Chronic constriction injury of the sciatic nerve in rats causes peripheral neuropathy leading to pain-like behaviors commonly seen in humans. Neuropathy is a leading cause of neuropathic pain, which involves a complex cellular and molecular response in the peripheral nervous system with interactions between neurons, glia, and infiltrating immune cells. In this study, we utilize a nonsteroidal anti-inflammatory drug -loaded nanoemulsion to deliver the cyclooxygenase-2 inhibitor, Celecoxib, directly to circulating monocytes following nerve injury, which provides long-lasting pain relief. However, it is not fully understood how cyclooxygenase-2 inhibition in a macrophage traveling to the site of injury impacts gene expression in the dorsal root ganglia. To elucidate aspects of the molecular mechanisms underlying pain-like behavior in chronic constriction injury, as well as subsequent pain relief with treatment, we employ RNAseq transcriptome profiling of the dorsal root ganglia associated with the injured sciatic nerve in rats. Using high throughput RNA sequencing in this way provides insight into the molecular mechanisms involved in this neuroinflammatory response. We compare the transcriptome from the dorsal root ganglias of the following study groups: chronic constriction injury animals administered with cyclooxygenase-2 inhibiting celecoxib-loaded nanoemulsion, chronic constriction injury animals administered with vehicle treatment, a drug-free nanoemulsion, and a group of naïve, unoperated and untreated rats. The results show an extensive differential expression of 115 genes. Using the protein annotation through evolutionary relationship classification system, we have revealed pain-related signaling pathways and underlying biological mechanisms involved in the neuroinflammatory response. Quantitative polymerase chain reaction validation confirms expression changes for several genes. This study shows that by directly inhibiting cyclooxygenase-2 activity in infiltrating macrophages at the injured sciatic nerve, there is an associated change in the transcriptome in the cell bodies of the dorsal root ganglia.

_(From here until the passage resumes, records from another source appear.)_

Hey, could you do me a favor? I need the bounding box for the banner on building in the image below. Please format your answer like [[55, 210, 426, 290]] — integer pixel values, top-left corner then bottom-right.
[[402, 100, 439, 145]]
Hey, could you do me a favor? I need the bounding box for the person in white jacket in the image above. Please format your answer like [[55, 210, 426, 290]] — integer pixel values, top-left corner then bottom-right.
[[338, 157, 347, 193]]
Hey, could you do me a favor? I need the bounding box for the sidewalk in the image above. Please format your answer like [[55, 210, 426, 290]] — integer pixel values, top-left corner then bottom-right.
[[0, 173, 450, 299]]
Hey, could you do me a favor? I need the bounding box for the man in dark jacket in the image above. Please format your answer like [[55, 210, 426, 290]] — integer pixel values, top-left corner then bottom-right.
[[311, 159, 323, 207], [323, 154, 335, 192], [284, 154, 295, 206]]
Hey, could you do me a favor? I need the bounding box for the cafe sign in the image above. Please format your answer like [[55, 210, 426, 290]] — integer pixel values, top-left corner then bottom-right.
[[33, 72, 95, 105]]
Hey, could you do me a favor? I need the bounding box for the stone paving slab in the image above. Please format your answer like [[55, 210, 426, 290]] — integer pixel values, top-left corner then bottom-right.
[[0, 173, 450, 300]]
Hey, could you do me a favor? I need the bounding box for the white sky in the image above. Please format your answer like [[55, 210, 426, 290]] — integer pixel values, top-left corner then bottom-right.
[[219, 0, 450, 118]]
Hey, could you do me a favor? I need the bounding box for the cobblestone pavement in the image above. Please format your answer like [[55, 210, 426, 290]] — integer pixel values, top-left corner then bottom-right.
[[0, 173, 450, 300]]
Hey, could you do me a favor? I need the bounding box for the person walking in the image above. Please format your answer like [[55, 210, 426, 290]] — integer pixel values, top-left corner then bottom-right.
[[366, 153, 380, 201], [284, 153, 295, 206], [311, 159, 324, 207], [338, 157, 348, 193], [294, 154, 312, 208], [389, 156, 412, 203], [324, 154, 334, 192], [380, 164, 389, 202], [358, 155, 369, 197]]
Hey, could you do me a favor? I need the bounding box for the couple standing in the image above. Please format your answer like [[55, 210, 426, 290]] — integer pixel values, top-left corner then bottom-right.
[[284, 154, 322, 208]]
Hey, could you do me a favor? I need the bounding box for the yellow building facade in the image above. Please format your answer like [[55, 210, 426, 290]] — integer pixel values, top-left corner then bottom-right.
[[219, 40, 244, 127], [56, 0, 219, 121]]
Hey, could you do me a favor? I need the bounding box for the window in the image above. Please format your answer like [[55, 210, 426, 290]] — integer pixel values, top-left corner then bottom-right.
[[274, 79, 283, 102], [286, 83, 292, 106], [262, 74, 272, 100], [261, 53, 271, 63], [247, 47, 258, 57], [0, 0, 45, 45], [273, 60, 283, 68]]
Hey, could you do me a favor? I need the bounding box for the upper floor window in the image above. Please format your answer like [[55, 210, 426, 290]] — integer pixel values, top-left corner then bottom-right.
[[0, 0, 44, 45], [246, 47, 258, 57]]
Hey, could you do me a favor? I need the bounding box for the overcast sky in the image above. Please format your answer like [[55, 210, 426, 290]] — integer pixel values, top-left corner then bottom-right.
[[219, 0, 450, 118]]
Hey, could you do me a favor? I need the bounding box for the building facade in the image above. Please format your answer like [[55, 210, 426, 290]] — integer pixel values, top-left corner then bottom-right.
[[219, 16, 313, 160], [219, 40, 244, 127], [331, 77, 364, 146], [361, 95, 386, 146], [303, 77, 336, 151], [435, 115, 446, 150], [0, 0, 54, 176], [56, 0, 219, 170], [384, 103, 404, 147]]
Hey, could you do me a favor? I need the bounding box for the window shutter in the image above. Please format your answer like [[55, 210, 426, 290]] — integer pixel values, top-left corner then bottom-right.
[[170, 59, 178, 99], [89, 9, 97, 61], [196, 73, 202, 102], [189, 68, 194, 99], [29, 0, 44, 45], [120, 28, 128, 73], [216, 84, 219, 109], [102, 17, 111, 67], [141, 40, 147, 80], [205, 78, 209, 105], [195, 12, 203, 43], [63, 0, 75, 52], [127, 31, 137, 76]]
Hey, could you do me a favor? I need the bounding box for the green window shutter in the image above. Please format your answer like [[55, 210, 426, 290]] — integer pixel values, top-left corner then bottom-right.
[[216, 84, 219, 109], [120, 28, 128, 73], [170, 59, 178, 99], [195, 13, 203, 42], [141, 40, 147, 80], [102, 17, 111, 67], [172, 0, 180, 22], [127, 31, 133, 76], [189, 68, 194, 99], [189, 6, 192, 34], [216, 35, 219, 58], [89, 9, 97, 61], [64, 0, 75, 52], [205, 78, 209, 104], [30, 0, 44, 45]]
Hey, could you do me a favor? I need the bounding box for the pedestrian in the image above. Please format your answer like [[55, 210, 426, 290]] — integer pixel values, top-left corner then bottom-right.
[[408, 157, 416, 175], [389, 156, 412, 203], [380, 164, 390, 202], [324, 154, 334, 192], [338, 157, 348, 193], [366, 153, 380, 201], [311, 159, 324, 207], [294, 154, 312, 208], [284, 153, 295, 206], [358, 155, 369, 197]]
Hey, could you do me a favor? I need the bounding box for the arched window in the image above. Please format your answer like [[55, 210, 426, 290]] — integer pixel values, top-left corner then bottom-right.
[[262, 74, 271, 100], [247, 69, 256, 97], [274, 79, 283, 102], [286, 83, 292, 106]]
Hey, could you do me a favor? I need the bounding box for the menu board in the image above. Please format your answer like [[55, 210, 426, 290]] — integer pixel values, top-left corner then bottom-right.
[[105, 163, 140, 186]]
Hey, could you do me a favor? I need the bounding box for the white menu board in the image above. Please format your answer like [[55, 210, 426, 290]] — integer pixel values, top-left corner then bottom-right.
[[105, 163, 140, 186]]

大鼠坐骨神经慢性缩窄性损伤导致周围神经病变,引起类似人类的疼痛行为。神经病变是神经病理性疼痛的主要原因,涉及外周神经系统中神经元、神经胶质细胞和浸润免疫细胞之间的复杂细胞和分子反应。在这项研究中,我们利用载有环氧化酶-2 抑制剂塞来昔布的非甾体抗炎药纳米乳液,在神经损伤后直接将其递送至循环单核细胞,从而提供持久的镇痛作用。然而,尚不完全清楚在损伤部位迁移的巨噬细胞中环氧化酶-2 抑制如何影响背根神经节中的基因表达。为了阐明慢性缩窄性损伤中类似疼痛行为的分子机制以及随后治疗的疼痛缓解,我们采用 RNAseq 转录组谱分析与损伤的大鼠坐骨神经相关的背根神经节。通过这种高通量 RNA 测序方法,可以深入了解神经炎症反应所涉及的分子机制。我们比较了以下研究组的背根神经节转录组:给予载有环氧化酶-2 抑制剂塞来昔布的纳米乳液的慢性缩窄性损伤动物、给予载体处理的慢性缩窄性损伤动物、无药物纳米乳液和一组未经手术和未治疗的正常大鼠。结果显示 115 个基因的表达广泛差异。通过进化关系分类系统的蛋白质注释,我们揭示了与神经炎症反应相关的疼痛相关信号通路和潜在的生物学机制。定量聚合酶链反应验证证实了几个基因的表达变化。这项研究表明,通过直接抑制损伤坐骨神经处浸润巨噬细胞中的环氧化酶-2 活性,背根神经节细胞体中的转录组会发生相关变化。